Unexpected error reading GML graph

2020-07-13 08:18发布

问题:

I have downloaded the gml file which contains the dolphins social network.

Some time ago I did some analysis on that network running python 3.4 and networkx 1.9 on a a Windows7 machine, but now I am running on a Arch linux machine (with the same version of python but with networkx 1.10) and found an issue when tried to read the file.

This is the code used to read the file:

import networkx as nx
nx.read_gml("dolphins.gml")

And this is the stack trace of the error:

Traceback (most recent call last):
File "<stdin>", line 1, in <module>
File "<string>", line 2, in read_gml
File "/usr/lib/python3.4/site-packages/networkx/utils/decorators.py",line 220, in _open_file
result = func(*new_args, **kwargs)
File "/usr/lib/python3.4/site-packages/networkx/readwrite/gml.py", line 210, in read_gml
G = parse_gml_lines(filter_lines(path), label, destringizer)
File "/usr/lib/python3.4/site-packages/networkx/readwrite/gml.py", line 383, in parse_gml_lines
graph = parse_graph()
File "/usr/lib/python3.4/site-packages/networkx/readwrite/gml.py", line 372, in parse_graph
curr_token, dct = parse_kv(next(tokens))
File "/usr/lib/python3.4/site-packages/networkx/readwrite/gml.py", line 323, in tokenize
(line[pos:], lineno + 1, pos + 1))
networkx.exception.NetworkXError: cannot tokenize 'graph' at (1, 1)

Are you able to read the file? Someone has experienced a simmilar issue? or knows what is generating the error?

Thank you in advance!

回答1:

In the newer versions of networkx, the gml file should follow a more specific format. The problem with the dolphins.gml is that there should not be any carriage return before the open square brackets. For example:

Wrong format:

graph 
[
  directed 0
  node 
  [
    id 0
    label "Beak"
  ]
  .
  .
  .

Correct format:

graph [
  directed 0
  node [
    id 0
    label "Beak"
  ]
  .
  .
  .

It does not care about how many spaces there are before the square bracket as long as there is more than one and there is no carriage return.

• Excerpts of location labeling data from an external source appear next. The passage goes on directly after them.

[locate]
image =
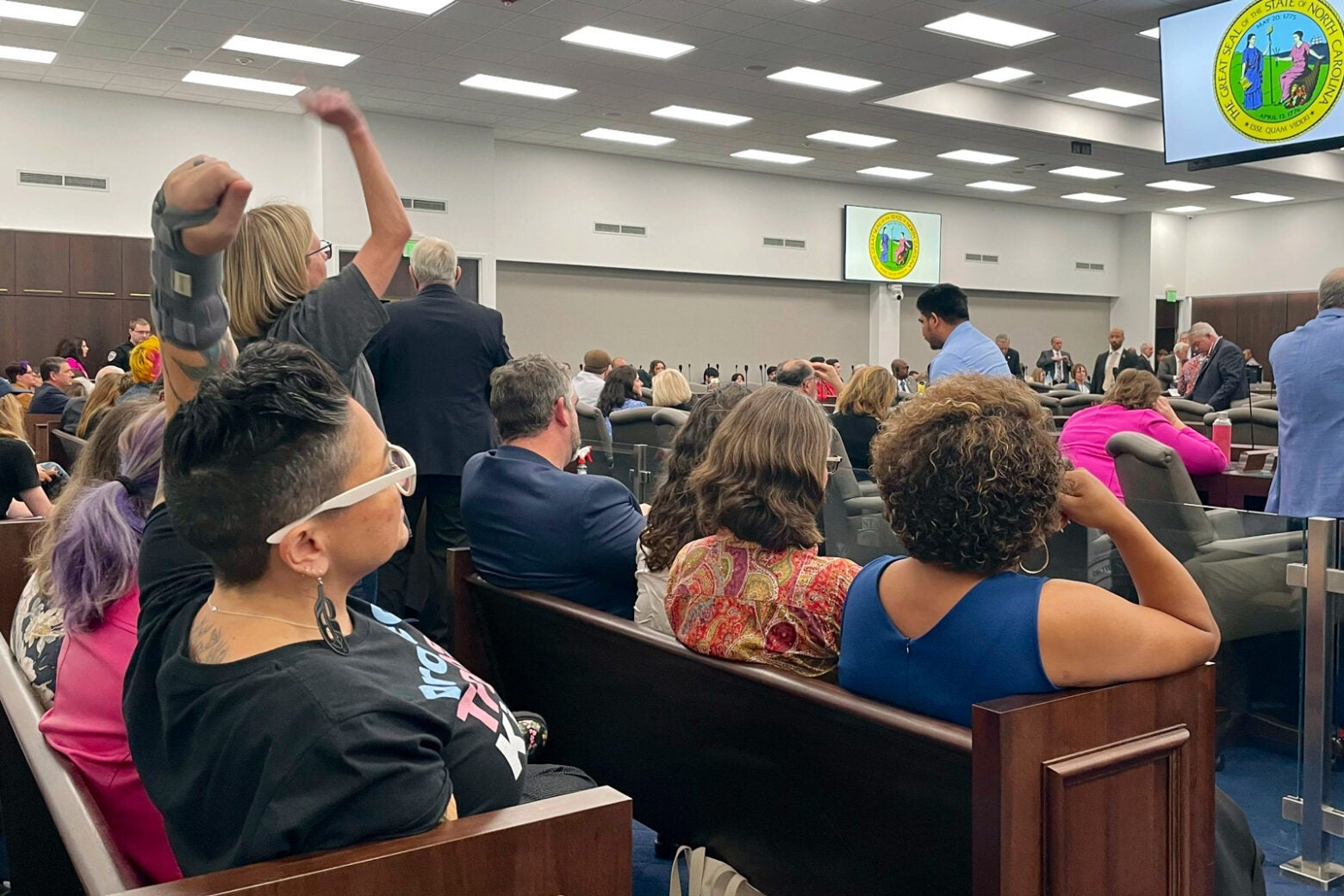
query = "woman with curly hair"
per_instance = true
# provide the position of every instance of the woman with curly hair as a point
(674, 514)
(756, 590)
(972, 482)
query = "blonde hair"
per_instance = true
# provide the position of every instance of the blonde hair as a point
(669, 389)
(868, 393)
(266, 266)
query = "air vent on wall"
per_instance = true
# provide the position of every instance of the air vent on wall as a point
(73, 182)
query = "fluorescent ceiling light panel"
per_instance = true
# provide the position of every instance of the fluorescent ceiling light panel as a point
(895, 173)
(777, 158)
(520, 88)
(972, 26)
(1180, 185)
(1094, 197)
(702, 115)
(851, 139)
(234, 82)
(1084, 171)
(1262, 197)
(976, 156)
(24, 54)
(631, 43)
(35, 12)
(823, 79)
(1001, 185)
(1108, 97)
(422, 7)
(1001, 76)
(628, 137)
(296, 52)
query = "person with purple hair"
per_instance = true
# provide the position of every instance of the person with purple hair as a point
(84, 603)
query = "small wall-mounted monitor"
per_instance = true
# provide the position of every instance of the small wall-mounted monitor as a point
(886, 246)
(1252, 81)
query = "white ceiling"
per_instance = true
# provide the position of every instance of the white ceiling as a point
(412, 65)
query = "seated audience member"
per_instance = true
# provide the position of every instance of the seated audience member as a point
(674, 513)
(671, 389)
(21, 478)
(534, 526)
(100, 516)
(756, 590)
(619, 393)
(50, 396)
(589, 382)
(302, 719)
(1135, 405)
(23, 382)
(863, 405)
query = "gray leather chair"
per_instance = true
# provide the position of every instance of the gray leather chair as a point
(1242, 576)
(1255, 425)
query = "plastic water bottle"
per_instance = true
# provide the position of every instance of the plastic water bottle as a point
(1223, 434)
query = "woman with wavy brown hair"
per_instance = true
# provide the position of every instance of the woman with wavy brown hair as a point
(756, 588)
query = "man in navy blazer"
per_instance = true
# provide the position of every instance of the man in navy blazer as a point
(534, 526)
(1222, 379)
(432, 367)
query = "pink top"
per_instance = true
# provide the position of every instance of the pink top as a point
(85, 725)
(1084, 441)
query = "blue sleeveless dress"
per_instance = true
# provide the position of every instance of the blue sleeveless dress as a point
(983, 649)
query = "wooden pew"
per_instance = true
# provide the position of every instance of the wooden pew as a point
(806, 789)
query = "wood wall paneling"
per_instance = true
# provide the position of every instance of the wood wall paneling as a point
(42, 264)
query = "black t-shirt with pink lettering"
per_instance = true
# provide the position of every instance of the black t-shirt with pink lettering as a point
(302, 749)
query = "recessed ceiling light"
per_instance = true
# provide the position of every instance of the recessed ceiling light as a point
(1108, 97)
(422, 7)
(522, 88)
(24, 54)
(297, 52)
(628, 137)
(895, 173)
(1082, 171)
(1001, 185)
(234, 82)
(823, 79)
(1180, 185)
(851, 139)
(1094, 197)
(972, 26)
(34, 12)
(777, 158)
(1001, 76)
(702, 115)
(1262, 197)
(976, 156)
(631, 43)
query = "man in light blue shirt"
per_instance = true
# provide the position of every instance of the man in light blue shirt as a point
(1308, 370)
(945, 324)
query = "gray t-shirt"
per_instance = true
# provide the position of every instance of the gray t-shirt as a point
(336, 320)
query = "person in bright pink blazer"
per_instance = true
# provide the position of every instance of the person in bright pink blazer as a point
(1135, 405)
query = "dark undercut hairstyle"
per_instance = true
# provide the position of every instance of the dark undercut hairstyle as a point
(259, 446)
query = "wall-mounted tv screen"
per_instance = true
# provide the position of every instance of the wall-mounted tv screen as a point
(1252, 81)
(886, 246)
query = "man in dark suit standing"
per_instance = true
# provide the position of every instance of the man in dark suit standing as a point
(432, 365)
(1010, 355)
(1222, 379)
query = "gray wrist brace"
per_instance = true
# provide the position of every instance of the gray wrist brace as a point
(187, 304)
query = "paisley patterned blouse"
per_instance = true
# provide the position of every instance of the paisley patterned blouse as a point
(734, 600)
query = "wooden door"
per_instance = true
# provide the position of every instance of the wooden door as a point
(42, 264)
(96, 266)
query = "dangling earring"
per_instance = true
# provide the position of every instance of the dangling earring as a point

What I ended up doing was using regular expression to get rid of the white spaces before the opening square brackets. The following regex worked for me:

\s+\[

and just replace it with " [". There has to be at least one space before the bracket.

Also keep in mind that every node has to have a unique label.

Hope it helped.



回答2:

It worked by downgrading the networkx version from 1.10 to 1.9.1.

Hope this answer can help someone else.